When people are looking at getting out of the rat race of the big cities, what are they going to be looking for? That has been a quest of mine as I’ve traveled around the country, visiting towns and doing interviews.
I’m become more convinced that those towns that will survive and thrive are the ones that have special quality of life attributes, a unique feel about them, outstanding recreational assets and low cost of living.
I found all of those attributes in Sheboygan. The creative people who helped to develop the community have left behind an equally creative, dedicated and passionate citizenry. Sitting on the banks of Lake Michigan is a huge attribute. Having the Kohler hospitality and golf assets are very strong plus. The new Blue Harbor Resort, a Great Wolf Project, with 184 rooms, 64 condos, conference center and indoor water park is another huge advantage. The John Michael Kohler Art Center, the Stefanie Weill Theater, and Above and Beyond Children’s Museum also add much to the town.
Housing is still moderately attractive. We passed one house a half block from Lake Michigan with a view of the lake, priced at $60,000.
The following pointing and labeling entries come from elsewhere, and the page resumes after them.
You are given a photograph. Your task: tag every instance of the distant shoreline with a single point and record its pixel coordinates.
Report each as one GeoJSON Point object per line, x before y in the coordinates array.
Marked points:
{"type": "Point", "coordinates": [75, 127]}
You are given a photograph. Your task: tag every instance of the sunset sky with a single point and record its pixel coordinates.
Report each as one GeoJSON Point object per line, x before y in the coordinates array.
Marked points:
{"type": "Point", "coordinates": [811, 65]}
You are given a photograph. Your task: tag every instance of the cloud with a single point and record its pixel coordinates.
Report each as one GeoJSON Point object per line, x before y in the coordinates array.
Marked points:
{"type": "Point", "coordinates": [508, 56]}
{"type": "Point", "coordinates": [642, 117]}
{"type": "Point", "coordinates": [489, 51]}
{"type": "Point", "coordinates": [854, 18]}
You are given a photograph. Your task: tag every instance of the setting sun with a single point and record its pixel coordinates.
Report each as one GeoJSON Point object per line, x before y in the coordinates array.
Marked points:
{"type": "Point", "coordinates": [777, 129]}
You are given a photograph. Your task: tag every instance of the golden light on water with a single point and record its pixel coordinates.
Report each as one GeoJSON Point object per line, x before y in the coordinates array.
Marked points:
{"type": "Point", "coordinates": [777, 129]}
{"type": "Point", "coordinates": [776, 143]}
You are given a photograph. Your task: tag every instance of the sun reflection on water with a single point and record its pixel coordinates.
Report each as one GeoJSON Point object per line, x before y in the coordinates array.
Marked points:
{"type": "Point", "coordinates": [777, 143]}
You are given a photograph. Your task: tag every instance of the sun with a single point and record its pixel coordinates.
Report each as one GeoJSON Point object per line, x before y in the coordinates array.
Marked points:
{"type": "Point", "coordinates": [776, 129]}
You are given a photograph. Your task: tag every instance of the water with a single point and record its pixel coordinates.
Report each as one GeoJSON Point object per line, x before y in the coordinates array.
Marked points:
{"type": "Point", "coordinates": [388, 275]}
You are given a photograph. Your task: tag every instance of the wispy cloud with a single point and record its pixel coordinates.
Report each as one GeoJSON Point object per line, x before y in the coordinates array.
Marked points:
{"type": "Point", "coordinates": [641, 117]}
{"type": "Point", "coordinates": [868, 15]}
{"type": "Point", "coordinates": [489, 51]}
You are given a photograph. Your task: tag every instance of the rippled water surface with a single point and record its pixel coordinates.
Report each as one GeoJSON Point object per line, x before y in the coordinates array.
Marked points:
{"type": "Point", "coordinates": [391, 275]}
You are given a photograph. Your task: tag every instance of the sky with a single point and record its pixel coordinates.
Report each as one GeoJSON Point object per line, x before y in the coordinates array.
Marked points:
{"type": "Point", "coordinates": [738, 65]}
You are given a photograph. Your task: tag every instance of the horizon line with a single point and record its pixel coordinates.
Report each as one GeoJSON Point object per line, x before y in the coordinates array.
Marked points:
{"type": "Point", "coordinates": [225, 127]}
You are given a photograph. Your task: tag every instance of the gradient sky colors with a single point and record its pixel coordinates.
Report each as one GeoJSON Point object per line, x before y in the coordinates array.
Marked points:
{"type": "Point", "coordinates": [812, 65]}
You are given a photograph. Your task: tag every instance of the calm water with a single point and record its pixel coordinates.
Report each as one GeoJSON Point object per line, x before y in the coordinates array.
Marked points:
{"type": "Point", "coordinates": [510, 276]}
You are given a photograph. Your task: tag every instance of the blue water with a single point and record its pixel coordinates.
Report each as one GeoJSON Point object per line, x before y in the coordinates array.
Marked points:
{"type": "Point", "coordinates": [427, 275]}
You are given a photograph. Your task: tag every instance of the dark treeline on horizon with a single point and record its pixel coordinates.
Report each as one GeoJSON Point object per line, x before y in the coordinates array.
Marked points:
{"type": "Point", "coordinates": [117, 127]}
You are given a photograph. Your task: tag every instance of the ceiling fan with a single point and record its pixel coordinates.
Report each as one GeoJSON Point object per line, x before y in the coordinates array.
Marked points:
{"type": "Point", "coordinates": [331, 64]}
The downtown is showing signs of life after a consultant in the 1970s convinced them to close off the downtown streets, making it a pedestrian friendly shopping experience. The consultants from Georgia were convinced that the days of cars in our downtowns were over. They didn’t understand the ferocity of Wisconsin winters, were wrong and the downtown suffered dramatically.
Sheboygan is like a lot of towns. There are too many factions going off in different directions that need to develop a common shared vision of what they want their town to look like in the future. They’ve got everything to work with and after talking with them, I’m convinced that they are onto some of the best days of their lives.